From mboxrd@z Thu Jan  1 00:00:00 1970
Return-Path: <linux-kernel-owner@vger.kernel.org>
Received: (majordomo@vger.kernel.org) by vger.kernel.org via listexpand
        id S967663AbdDTH21 (ORCPT <rfc822;w@1wt.eu>);
        Thu, 20 Apr 2017 03:28:27 -0400
Received: from mx2.suse.de ([195.135.220.15]:47888 "EHLO mx1.suse.de"
        rhost-flags-OK-OK-OK-FAIL) by vger.kernel.org with ESMTP
        id S1751570AbdDTH2Z (ORCPT <rfc822;linux-kernel@vger.kernel.org>);
        Thu, 20 Apr 2017 03:28:25 -0400
Date: Thu, 20 Apr 2017 09:28:20 +0200
From: Michal Hocko <mhocko@kernel.org>
To: Joonsoo Kim <js1304@gmail.com>
Cc: linux-mm@kvack.org, Andrew Morton <akpm@linux-foundation.org>,
        Mel Gorman <mgorman@suse.de>, Vlastimil Babka <vbabka@suse.cz>,
        Andrea Arcangeli <aarcange@redhat.com>,
        Jerome Glisse <jglisse@redhat.com>,
        Reza Arbab <arbab@linux.vnet.ibm.com>,
        Yasuaki Ishimatsu <yasu.isimatu@gmail.com>, qiuxishi@huawei.com,
        Kani Toshimitsu <toshi.kani@hpe.com>, slaoub@gmail.com,
        Andi Kleen <ak@linux.intel.com>, David Rientjes <rientjes@google.com>,
        Daniel Kiper <daniel.kiper@oracle.com>,
        Igor Mammedov <imammedo@redhat.com>,
        Vitaly Kuznetsov <vkuznets@redhat.com>,
        LKML <linux-kernel@vger.kernel.org>
Subject: Re: your mail
Message-ID: <20170420072820.GB15781@dhcp22.suse.cz>
References: <20170410110351.12215-1-mhocko@kernel.org>
 <20170415121734.6692-1-mhocko@kernel.org>
 <20170417054718.GD1351@js1304-desktop>
 <20170417081513.GA12511@dhcp22.suse.cz>
 <20170420012753.GA22054@js1304-desktop>
MIME-Version: 1.0
Content-Type: text/plain; charset=us-ascii
Content-Disposition: inline
In-Reply-To: <20170420012753.GA22054@js1304-desktop>
User-Agent: Mutt/1.5.23 (2014-03-12)
Sender: linux-kernel-owner@vger.kernel.org
List-ID: <linux-kernel.vger.kernel.org>
X-Mailing-List: linux-kernel@vger.kernel.org

On Thu 20-04-17 10:27:55, Joonsoo Kim wrote:
> On Mon, Apr 17, 2017 at 10:15:15AM +0200, Michal Hocko wrote:
[...]
> > Which pfn walkers you have in mind?
> 
> For example, kpagecount_read() in fs/proc/page.c. I searched it by
> using pfn_valid().

Yeah, I've checked that one and in fact this is a good example of the
case where you do not really care about holes. It just checks the page
count which is a valid information under any circumstances.

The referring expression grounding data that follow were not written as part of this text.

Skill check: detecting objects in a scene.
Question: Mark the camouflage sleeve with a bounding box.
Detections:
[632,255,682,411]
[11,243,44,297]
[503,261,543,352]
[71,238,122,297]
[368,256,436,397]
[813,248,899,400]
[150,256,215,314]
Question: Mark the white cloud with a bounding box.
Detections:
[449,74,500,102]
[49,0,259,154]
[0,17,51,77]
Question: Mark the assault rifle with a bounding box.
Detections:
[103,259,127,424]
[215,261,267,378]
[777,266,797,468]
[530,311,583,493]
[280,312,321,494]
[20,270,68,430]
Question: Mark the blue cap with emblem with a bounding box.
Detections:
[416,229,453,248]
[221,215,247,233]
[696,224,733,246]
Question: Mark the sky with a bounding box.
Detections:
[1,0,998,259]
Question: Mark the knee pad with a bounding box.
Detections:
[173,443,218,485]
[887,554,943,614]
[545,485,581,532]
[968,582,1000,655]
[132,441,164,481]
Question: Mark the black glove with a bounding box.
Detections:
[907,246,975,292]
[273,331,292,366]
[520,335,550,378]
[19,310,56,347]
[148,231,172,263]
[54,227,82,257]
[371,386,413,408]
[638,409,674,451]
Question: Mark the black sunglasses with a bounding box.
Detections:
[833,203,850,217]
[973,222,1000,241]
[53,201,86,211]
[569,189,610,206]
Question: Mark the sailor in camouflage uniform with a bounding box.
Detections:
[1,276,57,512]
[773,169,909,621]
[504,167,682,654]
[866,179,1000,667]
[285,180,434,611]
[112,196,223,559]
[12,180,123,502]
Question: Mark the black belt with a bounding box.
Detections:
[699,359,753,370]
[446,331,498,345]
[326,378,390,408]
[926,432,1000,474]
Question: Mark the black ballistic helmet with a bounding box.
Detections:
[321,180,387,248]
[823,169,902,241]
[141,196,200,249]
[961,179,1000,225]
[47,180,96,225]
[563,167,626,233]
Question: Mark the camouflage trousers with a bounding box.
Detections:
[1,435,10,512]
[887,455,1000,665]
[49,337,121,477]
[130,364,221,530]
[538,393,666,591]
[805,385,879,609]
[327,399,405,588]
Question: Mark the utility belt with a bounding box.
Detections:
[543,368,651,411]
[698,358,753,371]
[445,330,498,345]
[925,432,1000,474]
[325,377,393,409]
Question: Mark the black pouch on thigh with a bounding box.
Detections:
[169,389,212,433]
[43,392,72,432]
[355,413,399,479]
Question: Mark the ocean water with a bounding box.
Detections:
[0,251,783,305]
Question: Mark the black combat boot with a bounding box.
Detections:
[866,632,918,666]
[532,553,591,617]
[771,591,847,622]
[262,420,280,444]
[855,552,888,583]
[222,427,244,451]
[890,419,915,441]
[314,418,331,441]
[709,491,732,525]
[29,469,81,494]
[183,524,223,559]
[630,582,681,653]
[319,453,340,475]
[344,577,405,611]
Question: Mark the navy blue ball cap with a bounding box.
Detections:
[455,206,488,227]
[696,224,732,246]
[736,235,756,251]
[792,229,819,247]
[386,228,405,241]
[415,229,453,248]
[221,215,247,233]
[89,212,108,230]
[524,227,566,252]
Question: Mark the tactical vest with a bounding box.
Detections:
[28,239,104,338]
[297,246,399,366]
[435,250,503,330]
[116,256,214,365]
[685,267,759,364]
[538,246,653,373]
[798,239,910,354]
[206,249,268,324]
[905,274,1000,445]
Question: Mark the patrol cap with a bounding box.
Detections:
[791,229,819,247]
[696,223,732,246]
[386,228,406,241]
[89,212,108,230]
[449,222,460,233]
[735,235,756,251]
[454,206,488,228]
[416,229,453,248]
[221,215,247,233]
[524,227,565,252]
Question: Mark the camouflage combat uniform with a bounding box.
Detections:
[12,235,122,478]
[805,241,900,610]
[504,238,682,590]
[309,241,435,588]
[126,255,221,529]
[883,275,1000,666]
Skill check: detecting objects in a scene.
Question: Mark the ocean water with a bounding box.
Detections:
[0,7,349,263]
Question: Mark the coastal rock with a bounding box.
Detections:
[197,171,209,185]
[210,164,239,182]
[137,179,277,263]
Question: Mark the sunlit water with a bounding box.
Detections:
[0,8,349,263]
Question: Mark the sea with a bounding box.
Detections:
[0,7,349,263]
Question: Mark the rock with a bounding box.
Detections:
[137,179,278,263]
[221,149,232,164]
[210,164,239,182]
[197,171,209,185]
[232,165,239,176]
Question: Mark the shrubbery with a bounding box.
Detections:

> > > The other problem I found is that your change will makes some
> > > contiguous zones to be considered as non-contiguous. Memory allocated
> > > by memblock API is also marked as PageResereved. If we consider this as
> > > a hole, we will set such a zone as non-contiguous.
> > 
> > Why would that be a problem? We shouldn't touch those pages anyway?
> 
> Skipping those pages in compaction are valid so no problem in this
> case.
> 
> The problem I mentioned above is that adding PageReserved() check in
> __pageblock_pfn_to_page() invalidates optimization by
> set_zone_contiguous(). In compaction, we need to get a valid struct
> page and it requires a lot of work. There is performance problem
> report due to this so set_zone_contiguous() optimization is added. It
> checks if the zone is contiguous or not in boot time. If zone is
> determined as contiguous, we can easily get a valid struct page in
> runtime without expensive checks.

OK, I see. I've had some vague understading and the clarification helps.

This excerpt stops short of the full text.